Nossa massa muscular é essencial para a realização das atividades diárias e consome mais energia que o tecido adiposo. Perder músculos pode não afetar nossa qualidade de vida quando somos jovens, mas não ter boas reservas musculares pode ter sérias consequências à medida que envelhecemos. A perda muscular reduz a autonomia, aumenta o risco de quedas e está associada a internações hospitalares mais longas.

Deficiências nutricionais

Dietas radicais geralmente promovem exclusão ou restrição de grupos de alimentos. Os carboidratos são o principal alvo. Acontece que quando uma pessoa retira grãos, massas, batatas, mandioca, milho e companhia do seu dia a dia, perde a energia e os micronutrientes que esses alimentos contêm – inclusive minerais e vitaminas, principalmente as vitaminas B desses.

Não é à toa que é comum excluir carboidratos associados aos sintomas acima. As deficiências nutricionais são exacerbadas quando frutas e vegetais também são evitados, conforme preconizado por algumas dietas.

Desordem alimentar

Evidências sugerem que seguir uma dieta restritiva aumenta o risco de doenças como anorexia, bulimia e transtorno da compulsão alimentar periódica. Em um grupo de estudantes, os pesquisadores observaram que aqueles que usaram o aplicativo para contar calorias dos alimentos expressaram maiores níveis de preocupação com restrição alimentar e controle de peso, que são comuns no início dos transtornos alimentares.

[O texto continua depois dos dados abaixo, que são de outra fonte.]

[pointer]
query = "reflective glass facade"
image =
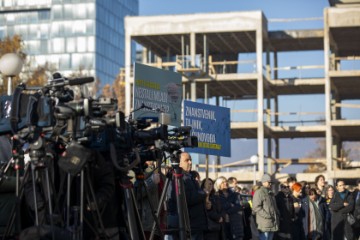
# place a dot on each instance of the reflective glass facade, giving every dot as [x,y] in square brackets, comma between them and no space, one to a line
[71,34]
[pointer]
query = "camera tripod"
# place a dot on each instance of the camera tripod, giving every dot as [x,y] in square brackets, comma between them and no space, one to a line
[175,175]
[143,194]
[36,173]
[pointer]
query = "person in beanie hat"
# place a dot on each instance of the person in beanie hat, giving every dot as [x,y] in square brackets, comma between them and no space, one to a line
[265,209]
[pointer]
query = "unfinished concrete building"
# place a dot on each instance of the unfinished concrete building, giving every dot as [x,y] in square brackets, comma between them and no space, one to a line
[205,49]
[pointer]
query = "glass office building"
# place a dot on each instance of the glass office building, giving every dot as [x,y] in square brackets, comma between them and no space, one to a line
[71,34]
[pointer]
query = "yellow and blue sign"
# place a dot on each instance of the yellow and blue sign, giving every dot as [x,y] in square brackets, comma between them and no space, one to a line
[211,125]
[156,91]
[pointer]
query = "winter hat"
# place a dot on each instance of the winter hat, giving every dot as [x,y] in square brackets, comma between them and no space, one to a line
[296,187]
[266,178]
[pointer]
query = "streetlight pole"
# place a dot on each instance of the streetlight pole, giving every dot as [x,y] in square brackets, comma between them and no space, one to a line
[254,160]
[10,66]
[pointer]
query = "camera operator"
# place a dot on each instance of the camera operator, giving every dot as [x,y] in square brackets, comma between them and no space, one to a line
[195,199]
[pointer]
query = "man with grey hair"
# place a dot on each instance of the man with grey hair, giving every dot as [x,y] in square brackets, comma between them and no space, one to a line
[265,209]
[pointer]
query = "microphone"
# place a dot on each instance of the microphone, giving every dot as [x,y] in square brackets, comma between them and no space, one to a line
[79,80]
[150,108]
[60,81]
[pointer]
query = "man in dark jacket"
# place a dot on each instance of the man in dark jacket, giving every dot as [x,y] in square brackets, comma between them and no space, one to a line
[341,204]
[265,209]
[195,199]
[285,204]
[356,195]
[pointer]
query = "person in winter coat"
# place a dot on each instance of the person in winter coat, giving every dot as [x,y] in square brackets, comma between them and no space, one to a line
[330,191]
[297,224]
[341,204]
[356,195]
[285,204]
[312,216]
[233,218]
[265,209]
[320,185]
[214,212]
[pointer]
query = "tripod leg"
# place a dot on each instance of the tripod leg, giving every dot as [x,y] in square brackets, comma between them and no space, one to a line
[133,215]
[183,211]
[50,204]
[34,194]
[96,205]
[161,202]
[182,208]
[15,212]
[154,214]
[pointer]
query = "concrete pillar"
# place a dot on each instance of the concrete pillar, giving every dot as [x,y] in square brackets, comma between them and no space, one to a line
[276,109]
[205,55]
[328,133]
[193,90]
[127,73]
[206,93]
[268,69]
[193,49]
[144,56]
[276,76]
[260,99]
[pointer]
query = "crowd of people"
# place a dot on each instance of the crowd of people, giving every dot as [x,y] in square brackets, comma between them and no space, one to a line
[297,210]
[221,209]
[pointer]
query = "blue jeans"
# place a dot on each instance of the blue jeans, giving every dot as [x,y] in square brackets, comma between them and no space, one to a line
[266,235]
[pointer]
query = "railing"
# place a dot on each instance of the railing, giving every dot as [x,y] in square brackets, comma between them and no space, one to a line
[184,64]
[344,63]
[302,71]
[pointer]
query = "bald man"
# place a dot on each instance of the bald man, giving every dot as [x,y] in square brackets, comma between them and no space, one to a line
[195,199]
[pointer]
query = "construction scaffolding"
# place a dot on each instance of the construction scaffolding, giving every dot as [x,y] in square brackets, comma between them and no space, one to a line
[205,49]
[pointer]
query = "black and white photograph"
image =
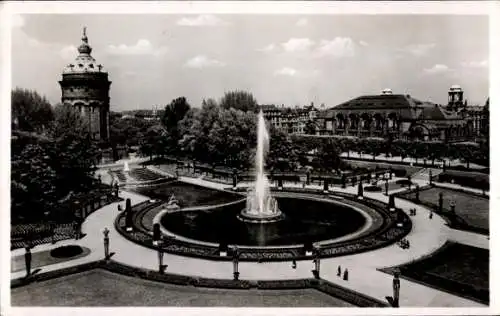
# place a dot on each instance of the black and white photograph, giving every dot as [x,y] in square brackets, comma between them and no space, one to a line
[235,157]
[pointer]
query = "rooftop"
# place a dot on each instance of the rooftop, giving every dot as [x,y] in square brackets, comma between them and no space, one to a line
[382,101]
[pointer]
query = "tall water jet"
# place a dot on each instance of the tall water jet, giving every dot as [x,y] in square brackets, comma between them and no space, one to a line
[261,207]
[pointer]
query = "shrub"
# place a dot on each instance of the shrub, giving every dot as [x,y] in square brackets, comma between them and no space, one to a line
[404,182]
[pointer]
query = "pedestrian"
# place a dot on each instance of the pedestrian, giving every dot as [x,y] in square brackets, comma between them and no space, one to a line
[106,243]
[75,229]
[27,259]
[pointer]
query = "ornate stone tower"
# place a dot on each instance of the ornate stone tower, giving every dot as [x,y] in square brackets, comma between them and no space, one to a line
[455,97]
[85,85]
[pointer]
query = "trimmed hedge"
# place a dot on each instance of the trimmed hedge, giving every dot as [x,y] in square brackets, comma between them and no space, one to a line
[468,179]
[373,188]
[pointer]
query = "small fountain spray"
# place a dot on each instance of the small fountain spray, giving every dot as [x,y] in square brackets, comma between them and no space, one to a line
[261,207]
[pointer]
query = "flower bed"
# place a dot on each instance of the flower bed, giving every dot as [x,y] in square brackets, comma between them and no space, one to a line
[455,268]
[348,295]
[283,284]
[223,283]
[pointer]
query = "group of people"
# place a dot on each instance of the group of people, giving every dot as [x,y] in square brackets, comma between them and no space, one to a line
[404,243]
[346,273]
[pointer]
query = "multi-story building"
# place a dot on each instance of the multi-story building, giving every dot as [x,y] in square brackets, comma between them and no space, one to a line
[291,120]
[85,85]
[402,116]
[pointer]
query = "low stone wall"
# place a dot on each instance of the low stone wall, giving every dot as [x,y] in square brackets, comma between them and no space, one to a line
[385,235]
[324,286]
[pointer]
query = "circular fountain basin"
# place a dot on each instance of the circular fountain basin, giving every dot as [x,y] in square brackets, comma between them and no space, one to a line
[260,218]
[302,221]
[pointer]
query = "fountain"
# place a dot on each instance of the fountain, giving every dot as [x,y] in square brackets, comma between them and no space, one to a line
[126,167]
[261,207]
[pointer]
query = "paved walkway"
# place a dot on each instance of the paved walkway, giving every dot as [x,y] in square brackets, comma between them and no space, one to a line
[425,237]
[409,160]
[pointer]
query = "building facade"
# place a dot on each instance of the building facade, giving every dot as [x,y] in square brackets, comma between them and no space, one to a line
[290,120]
[401,116]
[85,85]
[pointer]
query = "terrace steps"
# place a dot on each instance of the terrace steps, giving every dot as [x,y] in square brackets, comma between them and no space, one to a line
[423,174]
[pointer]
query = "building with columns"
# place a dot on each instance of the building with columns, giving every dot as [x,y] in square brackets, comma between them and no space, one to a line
[85,85]
[401,116]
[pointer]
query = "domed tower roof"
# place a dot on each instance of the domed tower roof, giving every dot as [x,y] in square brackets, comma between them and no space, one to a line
[84,62]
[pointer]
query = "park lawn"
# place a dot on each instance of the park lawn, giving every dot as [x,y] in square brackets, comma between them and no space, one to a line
[104,288]
[42,258]
[189,195]
[456,268]
[471,208]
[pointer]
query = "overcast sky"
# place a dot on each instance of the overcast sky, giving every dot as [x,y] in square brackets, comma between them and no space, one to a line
[289,60]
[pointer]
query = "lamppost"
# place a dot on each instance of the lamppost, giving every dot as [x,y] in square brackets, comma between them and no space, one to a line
[106,243]
[386,177]
[317,261]
[236,273]
[27,259]
[396,286]
[452,206]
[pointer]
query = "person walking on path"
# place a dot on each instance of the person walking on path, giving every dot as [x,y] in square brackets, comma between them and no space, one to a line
[106,243]
[27,259]
[346,275]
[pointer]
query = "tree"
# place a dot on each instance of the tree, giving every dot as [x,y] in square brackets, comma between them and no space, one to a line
[240,100]
[48,167]
[75,151]
[310,128]
[33,179]
[282,154]
[173,114]
[329,155]
[30,111]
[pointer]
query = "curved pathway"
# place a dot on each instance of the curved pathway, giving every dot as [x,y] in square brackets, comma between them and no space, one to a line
[425,237]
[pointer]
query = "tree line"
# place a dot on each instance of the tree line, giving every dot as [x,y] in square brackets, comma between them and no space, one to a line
[224,133]
[52,156]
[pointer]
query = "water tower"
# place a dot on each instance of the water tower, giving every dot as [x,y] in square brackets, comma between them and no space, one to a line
[85,85]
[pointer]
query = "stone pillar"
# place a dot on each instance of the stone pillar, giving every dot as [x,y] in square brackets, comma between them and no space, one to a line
[161,267]
[27,260]
[360,190]
[452,206]
[235,180]
[106,243]
[236,273]
[396,286]
[156,233]
[392,203]
[128,215]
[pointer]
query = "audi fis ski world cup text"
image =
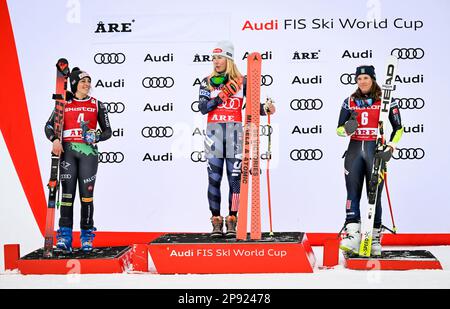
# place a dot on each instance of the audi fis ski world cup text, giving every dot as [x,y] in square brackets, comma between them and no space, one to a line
[288,24]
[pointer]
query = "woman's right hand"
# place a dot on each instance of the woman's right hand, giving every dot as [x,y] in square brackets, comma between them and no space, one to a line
[57,147]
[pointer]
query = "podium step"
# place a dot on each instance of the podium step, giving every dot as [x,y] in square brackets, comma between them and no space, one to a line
[284,252]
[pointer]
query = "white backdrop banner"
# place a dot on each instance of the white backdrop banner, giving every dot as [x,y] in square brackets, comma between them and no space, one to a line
[147,59]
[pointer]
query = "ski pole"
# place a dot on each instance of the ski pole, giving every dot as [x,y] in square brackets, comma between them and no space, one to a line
[269,155]
[389,200]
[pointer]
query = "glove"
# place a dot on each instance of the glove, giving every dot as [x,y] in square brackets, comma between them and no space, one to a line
[384,152]
[352,124]
[229,89]
[269,107]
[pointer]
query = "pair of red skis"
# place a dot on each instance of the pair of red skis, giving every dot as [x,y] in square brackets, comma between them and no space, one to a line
[250,155]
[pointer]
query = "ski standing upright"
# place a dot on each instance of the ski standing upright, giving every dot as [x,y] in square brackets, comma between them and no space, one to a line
[251,153]
[62,74]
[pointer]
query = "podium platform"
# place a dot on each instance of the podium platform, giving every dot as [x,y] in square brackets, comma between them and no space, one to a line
[198,253]
[102,260]
[394,260]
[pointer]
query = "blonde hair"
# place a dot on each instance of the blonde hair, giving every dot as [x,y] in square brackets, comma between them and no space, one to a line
[231,71]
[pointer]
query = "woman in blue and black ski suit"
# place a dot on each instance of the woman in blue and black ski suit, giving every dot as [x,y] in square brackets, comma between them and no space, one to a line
[359,119]
[221,97]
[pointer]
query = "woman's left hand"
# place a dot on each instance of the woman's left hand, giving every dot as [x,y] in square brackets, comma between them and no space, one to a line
[269,107]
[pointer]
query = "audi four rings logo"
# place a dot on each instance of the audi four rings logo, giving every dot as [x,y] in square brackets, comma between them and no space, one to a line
[114,107]
[408,53]
[306,104]
[411,103]
[266,80]
[155,132]
[109,58]
[348,79]
[409,154]
[265,130]
[198,156]
[195,106]
[158,82]
[306,154]
[110,157]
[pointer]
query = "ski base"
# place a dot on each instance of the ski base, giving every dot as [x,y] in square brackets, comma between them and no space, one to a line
[394,260]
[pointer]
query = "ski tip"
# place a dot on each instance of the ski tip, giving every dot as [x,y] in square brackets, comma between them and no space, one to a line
[255,56]
[63,65]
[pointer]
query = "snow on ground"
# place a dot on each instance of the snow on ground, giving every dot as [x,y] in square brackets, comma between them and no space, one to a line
[336,278]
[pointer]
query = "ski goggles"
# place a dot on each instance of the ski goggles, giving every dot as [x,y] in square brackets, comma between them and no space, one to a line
[218,80]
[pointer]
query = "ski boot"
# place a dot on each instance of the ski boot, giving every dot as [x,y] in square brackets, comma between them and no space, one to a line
[376,242]
[350,243]
[230,222]
[64,239]
[217,222]
[87,238]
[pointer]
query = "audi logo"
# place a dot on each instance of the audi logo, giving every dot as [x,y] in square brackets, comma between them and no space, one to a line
[110,157]
[109,58]
[409,154]
[306,104]
[410,103]
[114,107]
[266,80]
[198,156]
[306,154]
[408,53]
[265,130]
[195,106]
[348,79]
[158,82]
[155,132]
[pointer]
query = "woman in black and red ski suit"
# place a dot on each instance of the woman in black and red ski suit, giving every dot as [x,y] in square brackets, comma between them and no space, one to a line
[79,157]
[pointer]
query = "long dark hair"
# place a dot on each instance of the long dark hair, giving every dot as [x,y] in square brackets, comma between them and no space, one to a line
[374,93]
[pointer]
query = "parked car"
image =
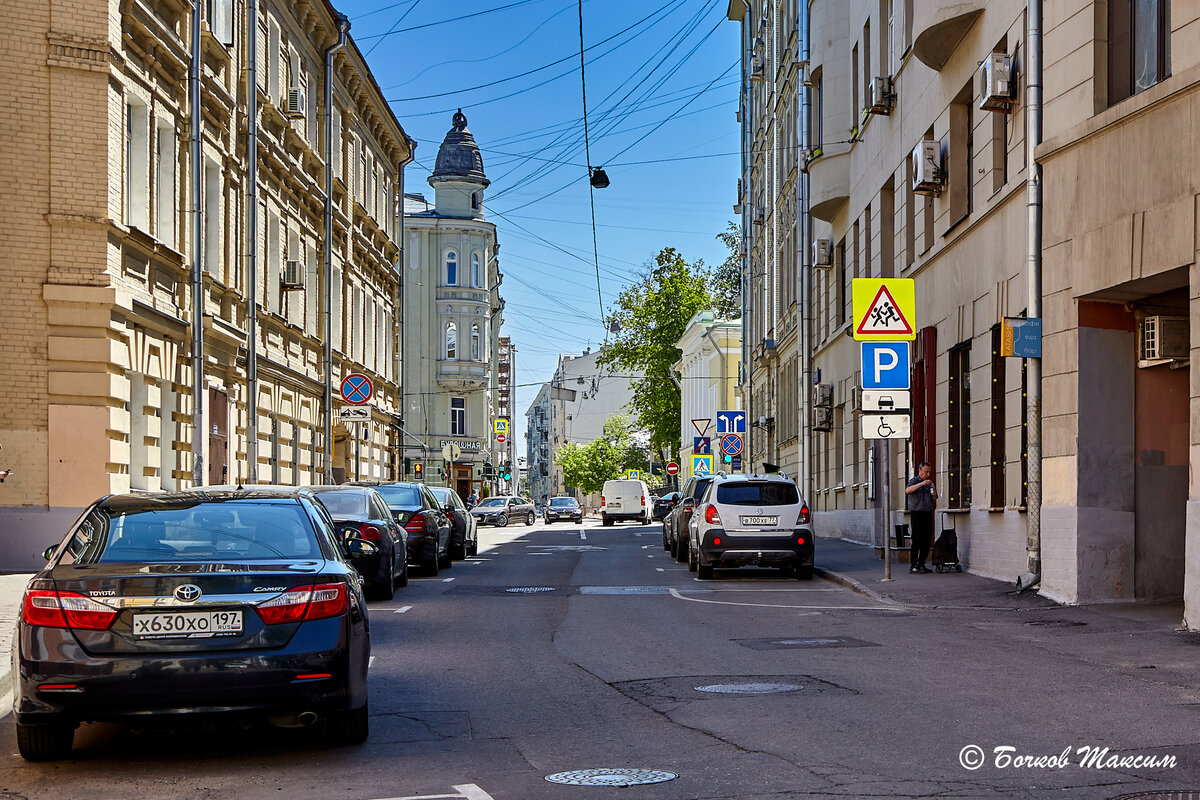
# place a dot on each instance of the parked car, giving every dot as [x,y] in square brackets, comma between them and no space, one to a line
[503,509]
[215,603]
[465,530]
[360,511]
[664,504]
[564,509]
[675,527]
[414,506]
[751,519]
[625,499]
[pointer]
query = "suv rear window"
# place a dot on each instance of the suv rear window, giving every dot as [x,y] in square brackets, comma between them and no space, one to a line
[767,493]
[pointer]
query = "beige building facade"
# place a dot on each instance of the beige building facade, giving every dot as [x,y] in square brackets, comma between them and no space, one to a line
[102,218]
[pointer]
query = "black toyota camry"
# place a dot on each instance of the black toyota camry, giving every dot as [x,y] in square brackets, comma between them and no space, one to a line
[215,605]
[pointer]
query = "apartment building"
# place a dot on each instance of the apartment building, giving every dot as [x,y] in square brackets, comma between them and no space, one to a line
[112,359]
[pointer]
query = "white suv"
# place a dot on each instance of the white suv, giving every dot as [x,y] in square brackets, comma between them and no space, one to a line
[750,519]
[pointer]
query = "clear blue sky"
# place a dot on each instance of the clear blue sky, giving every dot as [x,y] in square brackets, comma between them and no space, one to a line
[677,62]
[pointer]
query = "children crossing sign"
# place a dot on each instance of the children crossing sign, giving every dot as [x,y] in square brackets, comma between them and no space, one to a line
[885,310]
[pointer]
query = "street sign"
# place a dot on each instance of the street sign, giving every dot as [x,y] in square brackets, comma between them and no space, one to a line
[731,421]
[357,389]
[885,310]
[354,414]
[887,426]
[885,365]
[1020,337]
[886,401]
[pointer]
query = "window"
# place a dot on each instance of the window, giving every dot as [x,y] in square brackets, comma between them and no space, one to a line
[457,416]
[1139,46]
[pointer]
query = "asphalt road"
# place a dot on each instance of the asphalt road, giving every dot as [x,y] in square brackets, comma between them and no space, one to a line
[568,648]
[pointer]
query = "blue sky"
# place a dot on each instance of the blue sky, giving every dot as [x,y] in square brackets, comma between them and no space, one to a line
[661,98]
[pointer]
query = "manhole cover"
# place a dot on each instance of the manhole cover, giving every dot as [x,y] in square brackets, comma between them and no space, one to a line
[618,777]
[749,689]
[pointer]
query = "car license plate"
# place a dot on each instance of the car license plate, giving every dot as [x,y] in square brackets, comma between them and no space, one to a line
[187,625]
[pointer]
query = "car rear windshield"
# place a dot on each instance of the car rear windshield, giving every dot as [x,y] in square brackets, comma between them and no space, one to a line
[767,493]
[202,531]
[400,497]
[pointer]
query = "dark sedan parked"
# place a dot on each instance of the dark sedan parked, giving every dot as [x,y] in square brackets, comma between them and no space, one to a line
[414,506]
[213,605]
[360,512]
[465,530]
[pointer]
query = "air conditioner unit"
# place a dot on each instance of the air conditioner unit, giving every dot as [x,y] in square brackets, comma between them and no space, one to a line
[293,275]
[996,83]
[927,168]
[1163,338]
[295,104]
[822,253]
[882,97]
[825,395]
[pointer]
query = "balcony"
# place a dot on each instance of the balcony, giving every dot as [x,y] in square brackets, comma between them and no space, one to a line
[939,25]
[828,185]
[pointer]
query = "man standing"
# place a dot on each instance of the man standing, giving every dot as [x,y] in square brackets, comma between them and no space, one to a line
[921,495]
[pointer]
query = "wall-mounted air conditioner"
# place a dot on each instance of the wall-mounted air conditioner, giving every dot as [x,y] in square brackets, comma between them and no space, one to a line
[996,83]
[927,168]
[882,97]
[822,253]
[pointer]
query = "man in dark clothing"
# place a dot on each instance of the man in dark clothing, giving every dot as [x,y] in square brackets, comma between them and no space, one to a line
[921,495]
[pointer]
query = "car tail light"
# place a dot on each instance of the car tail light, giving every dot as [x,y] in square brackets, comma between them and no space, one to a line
[304,603]
[48,608]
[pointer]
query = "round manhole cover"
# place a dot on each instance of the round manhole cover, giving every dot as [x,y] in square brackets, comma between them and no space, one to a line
[749,689]
[617,777]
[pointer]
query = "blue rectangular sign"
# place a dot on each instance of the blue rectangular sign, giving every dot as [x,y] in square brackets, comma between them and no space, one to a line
[886,365]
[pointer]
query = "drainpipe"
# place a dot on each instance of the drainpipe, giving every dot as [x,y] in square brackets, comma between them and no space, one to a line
[1033,278]
[193,90]
[252,250]
[343,26]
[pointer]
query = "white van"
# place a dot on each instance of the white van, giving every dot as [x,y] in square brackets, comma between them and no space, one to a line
[625,500]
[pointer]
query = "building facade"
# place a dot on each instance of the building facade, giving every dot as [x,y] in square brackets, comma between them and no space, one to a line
[453,317]
[117,221]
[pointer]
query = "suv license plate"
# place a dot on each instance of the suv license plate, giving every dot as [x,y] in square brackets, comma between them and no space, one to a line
[186,625]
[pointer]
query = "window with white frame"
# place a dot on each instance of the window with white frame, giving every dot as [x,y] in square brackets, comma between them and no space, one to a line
[457,416]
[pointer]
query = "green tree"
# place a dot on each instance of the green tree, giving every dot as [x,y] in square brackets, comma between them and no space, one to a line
[651,317]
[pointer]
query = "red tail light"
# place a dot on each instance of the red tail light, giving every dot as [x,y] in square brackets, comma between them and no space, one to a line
[47,608]
[304,603]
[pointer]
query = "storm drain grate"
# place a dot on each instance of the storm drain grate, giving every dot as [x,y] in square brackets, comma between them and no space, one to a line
[616,777]
[749,689]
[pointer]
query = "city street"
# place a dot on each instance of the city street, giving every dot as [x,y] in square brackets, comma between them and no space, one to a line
[571,648]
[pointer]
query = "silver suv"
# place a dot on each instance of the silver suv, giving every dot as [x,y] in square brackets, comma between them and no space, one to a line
[750,521]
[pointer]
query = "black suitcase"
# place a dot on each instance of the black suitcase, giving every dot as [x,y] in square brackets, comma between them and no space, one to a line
[946,549]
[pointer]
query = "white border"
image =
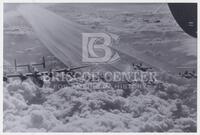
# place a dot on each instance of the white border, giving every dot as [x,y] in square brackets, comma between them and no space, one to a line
[92,1]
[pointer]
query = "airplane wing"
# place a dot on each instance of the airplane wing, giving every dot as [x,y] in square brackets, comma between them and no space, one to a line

Dessa forma, fica claro que o uso e abuso de regimes restritivos não serão combinados com saúde, corpo e espírito. A única maneira de perder peso a longo prazo é seguindo um padrão alimentar equilibrado com ajustes calóricos individualizados. E combine esse hábito com atividade física, controle do estresse, bom sono e acompanhamento médico.

Efeito concertina

Por fim, uma das principais queixas dos dieters é o ganho de peso. Geralmente ocorre quando a ingestão de alimentos retorna aos níveis pré-dieta. O efeito sanfona é a maior evidência de que o sistema não funciona. Sem mudança permanente de hábitos, os resultados são insustentáveis.

Os defensores das dietas radicais geralmente se concentram na perda de peso rápida. Mas esconde que é difícil determinar. Por meio da adaptação fisiológica, o corpo interpreta a restrição calórica e de nutrientes como um ataque e ativa um modo de conservação.

Quando uma pessoa para de fazer dieta, percebe que seu metabolismo fica mais lento e o corpo se adapta para construir mais reservas de energia, como se estivesse se preparando para uma nova fase de restrição no futuro. Infelizmente, é muito comum recuperar mais do que a perda de peso alcançada anteriormente após um regime de tratamento.